BREAKING DOWN Net Worth
Net Worth in Business
In the business context, net worth is also known as book value or shareholders' equity. In fact, the balance sheet is also known as a net worth statement as the value of a company's equity equals the difference between the value of total assets and total liabilities. Note that the values on a company's balance sheet highlight historical costs or book values, not current market values.
Lending institutions scrutinize a business' net worth to determine if its financial healthy. If total liabilities exceed total assets, that is negative net worth, a creditor may not be too confident in a company's ability to repay its loans.
A company that is consistently profitable will have a rising net worth or book value, as long as these earnings are not fully distributed to shareholders as dividends but are retained in the business. For public companies, rising book values over time may be rewarded by an increase in the value of stocks trading in the markets.
Net Worth in Personal Finance
An individual's net worth is simply the value that is left after s/he subtracts her debt from her assets. Examples of debt includes mortgages, credit card balances, student loans, car loans, etc. An individual's assets include checking and savings account balances, value of securities such as stocks or bonds, value of his or her home, market value of automobile, etc. In other words, whatever is left after selling all assets and paying off personal debt is the net worth. Note that the value of personal net worth includes the current market value of assets and the current debt costs.
Consider a couple with the following assets - primary residence valued at $250,000, an investment portfolio with a market value of $100,000, and automobiles and other assets valued at $25,000. Liabilities are primarily an outstanding mortgage balance of $100,000 and a car loan of $10,000.
The couple's net worth would, therefore, be calculated as [$250,000 + $100,000 + $25,000] - [$100,000 + $10,000] = $265,000
Assume that five years later, the couple's financial position is as follows - residence value $225,000, investment portfolio $120,000, savings $20,000, automobile and other assets $15,000; mortgage loan balance $80,000, car loan $0 (paid off). The net worth five years later would be [$225,000 + $120,000 + $20,000 + $15,000] - $80,000 = $300,000.
In other words, the couple's net worth has gone up by $35,000 despite the decrease in the value of their residence and car. The increase in net worth is due to the fact that the decline in residence value was more than offset by increases in other assets (such as the investment portfolio and savings) as well as the decrease in their liabilities.
An individual can have a negative net worth if his debt is more than the value of his assets. For example, if the sum of an individual's credit card bills, utility bills, outstanding mortgage payments, auto loan bills, and student loans is higher than the total value of his cash and investments, his net worth will be negative. In this case, the individual may file for Chapter 7 bankruptcy protection to eliminate some of the debt and to prevent creditors from trying to collect on the debt. However, some liabilities such as child support, alimony, and taxes, cannot be discharged. In addition, a bankruptcy will stay on an individual's credit report for many years.

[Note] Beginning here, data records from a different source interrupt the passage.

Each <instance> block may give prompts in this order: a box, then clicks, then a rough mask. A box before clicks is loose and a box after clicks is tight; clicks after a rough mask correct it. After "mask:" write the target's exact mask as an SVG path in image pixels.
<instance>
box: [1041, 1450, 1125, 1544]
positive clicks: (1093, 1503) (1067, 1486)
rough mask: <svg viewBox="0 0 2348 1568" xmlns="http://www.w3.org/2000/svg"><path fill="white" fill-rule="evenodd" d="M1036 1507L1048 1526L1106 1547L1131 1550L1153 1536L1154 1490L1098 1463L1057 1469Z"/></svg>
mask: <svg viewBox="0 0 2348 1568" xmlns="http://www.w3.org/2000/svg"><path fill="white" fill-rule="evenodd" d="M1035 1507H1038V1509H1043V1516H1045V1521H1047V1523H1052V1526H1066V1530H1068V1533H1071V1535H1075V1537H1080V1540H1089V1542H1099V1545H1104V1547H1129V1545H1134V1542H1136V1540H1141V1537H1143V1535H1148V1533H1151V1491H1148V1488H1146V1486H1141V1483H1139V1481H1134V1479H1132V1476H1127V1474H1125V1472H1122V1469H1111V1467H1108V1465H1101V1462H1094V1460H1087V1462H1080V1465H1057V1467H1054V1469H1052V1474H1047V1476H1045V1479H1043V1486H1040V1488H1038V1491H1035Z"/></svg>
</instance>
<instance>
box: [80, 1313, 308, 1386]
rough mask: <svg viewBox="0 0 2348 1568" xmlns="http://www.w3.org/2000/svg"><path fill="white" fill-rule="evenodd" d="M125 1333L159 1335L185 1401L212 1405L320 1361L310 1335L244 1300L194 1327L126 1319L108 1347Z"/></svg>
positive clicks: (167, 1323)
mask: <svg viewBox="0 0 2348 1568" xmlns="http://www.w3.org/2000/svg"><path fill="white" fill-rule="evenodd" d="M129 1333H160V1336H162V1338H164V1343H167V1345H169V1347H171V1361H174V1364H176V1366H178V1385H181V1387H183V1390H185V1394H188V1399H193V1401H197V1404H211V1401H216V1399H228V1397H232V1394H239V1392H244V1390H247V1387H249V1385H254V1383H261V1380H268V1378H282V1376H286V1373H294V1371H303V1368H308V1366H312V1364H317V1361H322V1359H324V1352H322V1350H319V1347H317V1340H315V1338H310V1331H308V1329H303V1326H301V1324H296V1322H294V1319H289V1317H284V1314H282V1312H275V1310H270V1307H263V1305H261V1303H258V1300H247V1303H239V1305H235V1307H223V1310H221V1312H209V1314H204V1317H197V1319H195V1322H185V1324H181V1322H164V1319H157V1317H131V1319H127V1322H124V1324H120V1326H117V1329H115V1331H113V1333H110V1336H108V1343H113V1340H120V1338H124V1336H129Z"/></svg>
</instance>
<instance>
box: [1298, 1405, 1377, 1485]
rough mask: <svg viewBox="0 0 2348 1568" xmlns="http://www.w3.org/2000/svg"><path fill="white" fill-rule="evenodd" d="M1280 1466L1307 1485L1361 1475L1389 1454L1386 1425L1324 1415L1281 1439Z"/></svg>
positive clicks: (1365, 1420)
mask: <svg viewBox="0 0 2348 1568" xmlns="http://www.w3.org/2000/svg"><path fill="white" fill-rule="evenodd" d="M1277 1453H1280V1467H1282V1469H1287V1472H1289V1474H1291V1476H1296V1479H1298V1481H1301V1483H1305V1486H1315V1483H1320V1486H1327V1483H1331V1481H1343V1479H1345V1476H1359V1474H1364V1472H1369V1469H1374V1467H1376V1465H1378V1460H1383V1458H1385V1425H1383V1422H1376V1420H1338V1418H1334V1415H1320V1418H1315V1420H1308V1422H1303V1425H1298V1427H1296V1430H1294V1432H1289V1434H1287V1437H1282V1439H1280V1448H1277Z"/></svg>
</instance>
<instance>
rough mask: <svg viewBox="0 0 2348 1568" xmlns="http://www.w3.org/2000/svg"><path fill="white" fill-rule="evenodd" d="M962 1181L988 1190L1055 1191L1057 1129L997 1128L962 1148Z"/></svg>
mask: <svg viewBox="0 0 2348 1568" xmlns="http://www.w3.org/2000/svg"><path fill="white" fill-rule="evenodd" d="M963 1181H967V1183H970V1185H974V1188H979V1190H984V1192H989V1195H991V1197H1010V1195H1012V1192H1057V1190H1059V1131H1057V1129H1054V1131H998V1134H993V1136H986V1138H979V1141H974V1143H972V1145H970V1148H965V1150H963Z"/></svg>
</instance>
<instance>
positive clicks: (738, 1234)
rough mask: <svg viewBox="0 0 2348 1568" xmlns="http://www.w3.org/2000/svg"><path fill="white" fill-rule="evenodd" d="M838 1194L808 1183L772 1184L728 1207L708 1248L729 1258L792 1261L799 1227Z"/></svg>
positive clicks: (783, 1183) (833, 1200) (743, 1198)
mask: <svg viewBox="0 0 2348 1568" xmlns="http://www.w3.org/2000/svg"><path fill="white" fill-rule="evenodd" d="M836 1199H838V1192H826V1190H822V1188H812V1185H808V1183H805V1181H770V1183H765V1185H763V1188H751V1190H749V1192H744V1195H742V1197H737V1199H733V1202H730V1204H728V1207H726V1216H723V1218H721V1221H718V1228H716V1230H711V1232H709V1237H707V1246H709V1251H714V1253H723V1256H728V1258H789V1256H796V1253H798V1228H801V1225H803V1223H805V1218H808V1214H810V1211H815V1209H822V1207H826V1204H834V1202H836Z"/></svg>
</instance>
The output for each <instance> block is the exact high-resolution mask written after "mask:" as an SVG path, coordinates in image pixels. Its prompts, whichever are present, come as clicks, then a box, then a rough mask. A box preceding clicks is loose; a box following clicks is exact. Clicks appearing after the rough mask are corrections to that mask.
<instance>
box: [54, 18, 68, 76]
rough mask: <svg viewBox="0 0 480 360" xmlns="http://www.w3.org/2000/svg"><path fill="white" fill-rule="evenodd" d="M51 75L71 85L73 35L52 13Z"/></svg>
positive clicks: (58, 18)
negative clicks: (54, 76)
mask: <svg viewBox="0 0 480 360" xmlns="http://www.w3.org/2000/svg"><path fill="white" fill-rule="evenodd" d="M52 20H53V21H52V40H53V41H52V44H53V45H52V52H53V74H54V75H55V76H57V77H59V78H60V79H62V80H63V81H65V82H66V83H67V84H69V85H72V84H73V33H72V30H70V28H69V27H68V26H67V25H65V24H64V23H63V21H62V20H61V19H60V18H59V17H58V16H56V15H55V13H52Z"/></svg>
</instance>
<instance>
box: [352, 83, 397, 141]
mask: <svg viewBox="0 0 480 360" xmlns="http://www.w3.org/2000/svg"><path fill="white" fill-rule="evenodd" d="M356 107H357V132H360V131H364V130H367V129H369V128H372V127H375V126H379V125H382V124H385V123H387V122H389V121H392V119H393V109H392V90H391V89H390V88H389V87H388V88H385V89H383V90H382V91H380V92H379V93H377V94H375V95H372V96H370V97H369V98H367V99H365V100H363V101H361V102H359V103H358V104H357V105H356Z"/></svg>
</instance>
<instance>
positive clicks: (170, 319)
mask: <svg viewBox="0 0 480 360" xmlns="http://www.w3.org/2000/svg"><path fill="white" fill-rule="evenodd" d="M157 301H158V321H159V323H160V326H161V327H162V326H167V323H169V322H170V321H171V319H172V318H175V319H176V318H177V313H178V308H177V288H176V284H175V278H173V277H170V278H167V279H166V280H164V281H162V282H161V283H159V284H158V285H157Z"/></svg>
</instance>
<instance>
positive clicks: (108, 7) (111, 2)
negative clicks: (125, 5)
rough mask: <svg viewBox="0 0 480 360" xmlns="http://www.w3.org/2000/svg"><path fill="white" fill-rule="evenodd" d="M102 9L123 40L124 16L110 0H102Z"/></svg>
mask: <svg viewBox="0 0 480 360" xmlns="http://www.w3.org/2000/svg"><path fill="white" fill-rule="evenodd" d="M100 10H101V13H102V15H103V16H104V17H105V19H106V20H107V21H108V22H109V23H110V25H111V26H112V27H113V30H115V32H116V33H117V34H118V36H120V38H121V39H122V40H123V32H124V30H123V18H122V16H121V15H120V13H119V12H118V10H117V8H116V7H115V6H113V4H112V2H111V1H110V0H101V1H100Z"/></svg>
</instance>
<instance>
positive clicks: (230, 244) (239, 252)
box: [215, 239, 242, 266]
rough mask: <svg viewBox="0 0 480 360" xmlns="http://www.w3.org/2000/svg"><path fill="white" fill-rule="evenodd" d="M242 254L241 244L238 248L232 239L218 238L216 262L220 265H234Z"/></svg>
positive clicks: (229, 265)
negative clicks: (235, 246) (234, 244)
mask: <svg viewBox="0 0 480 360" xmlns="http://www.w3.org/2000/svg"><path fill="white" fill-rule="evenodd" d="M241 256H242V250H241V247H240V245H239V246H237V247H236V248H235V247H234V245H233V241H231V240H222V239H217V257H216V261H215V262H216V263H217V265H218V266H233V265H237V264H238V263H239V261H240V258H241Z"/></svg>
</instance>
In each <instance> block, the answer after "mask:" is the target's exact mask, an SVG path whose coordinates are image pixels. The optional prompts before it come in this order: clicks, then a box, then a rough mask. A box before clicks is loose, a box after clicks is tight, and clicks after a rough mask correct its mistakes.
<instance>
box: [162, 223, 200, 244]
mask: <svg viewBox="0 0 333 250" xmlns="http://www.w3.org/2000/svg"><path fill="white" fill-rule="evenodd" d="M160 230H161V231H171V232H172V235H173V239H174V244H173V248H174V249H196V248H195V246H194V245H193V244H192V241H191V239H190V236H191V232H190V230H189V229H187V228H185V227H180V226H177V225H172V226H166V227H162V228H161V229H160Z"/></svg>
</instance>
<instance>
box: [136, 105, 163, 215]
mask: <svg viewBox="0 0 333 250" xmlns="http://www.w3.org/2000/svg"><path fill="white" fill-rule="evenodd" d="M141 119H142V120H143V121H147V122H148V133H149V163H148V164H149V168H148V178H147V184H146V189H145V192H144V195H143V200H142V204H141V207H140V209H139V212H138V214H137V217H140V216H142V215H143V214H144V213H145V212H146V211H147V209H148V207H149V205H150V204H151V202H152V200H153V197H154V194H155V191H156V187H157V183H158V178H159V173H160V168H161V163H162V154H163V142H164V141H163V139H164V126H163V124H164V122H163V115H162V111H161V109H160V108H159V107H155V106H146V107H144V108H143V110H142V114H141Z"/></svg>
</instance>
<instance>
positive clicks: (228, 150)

People with a substantial net worth are known as high net worth individuals (HNWI), and form the prime market for wealth managers and investment counselors. Investors with a net worth (excluding their primary residence) of at least $1 million - either alone or together with their spouse - are considered as "accredited investors" by the Securities and Exchange Commission (SEC), for the purpose of investing in unregistered securities offerings.